Cannot a concept exist without a word? Certainly not, though in order to meet every possible objection we may say that no concept can exist without a sign, whether it be a word or anything else. And if it is asked whether the concept exists first, and the sign comes afterwards, I should say no: the two are simultaneous, but in strict logic, the sign, being the condition of a concept, may really be said to come first. After a time, words may be dropt, and it is then, when we try to remember the old word that gave birth to our concept, that we are led to imagine that concepts came first, and words afterwards. I know how difficult it is to see this clearly.

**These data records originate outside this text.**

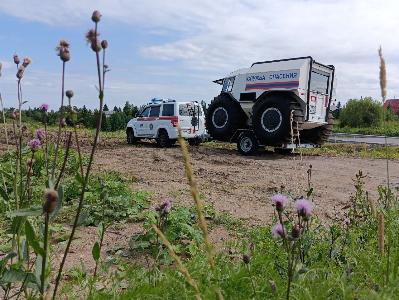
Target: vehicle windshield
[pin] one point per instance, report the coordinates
(319, 82)
(189, 110)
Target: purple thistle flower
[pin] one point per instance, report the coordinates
(303, 207)
(34, 144)
(279, 201)
(165, 207)
(40, 134)
(278, 231)
(44, 107)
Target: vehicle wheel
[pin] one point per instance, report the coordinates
(224, 116)
(163, 140)
(194, 142)
(271, 120)
(130, 138)
(318, 135)
(247, 143)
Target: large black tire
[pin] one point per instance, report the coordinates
(130, 138)
(224, 116)
(247, 144)
(163, 140)
(271, 119)
(318, 135)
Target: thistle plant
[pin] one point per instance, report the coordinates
(92, 39)
(291, 240)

We are so accustomed to think without words, that we can hardly realise the fact that originally no conceptual thought was possible without these or other signs.
Gifford Lectures, I.
WORK
If you have found a work to which you are ready to sacrifice the whole of your life, and if you have faith in yourselves, others will have faith in you, and, sooner or later, a work that must be done will be done.
Gifford Lectures, II.
What flimsy things the so-called pleasures of life are—how little in them that lasts. To delight in doing one's work is life—that is what helps us on, though the road is sometimes very stiff and tiring—uphill rather it would seem than downhill, and yet downhill it is.
MS.
A distaste for work is only another name for a distaste for duty, a disregard for those commandments which hold society together, a disregard of the commandments of God. No doubt there is that reward in work that after a time it ceases to be distasteful, and like many a bitter medicine becomes liked, but that reward is vouchsafed to honest work only.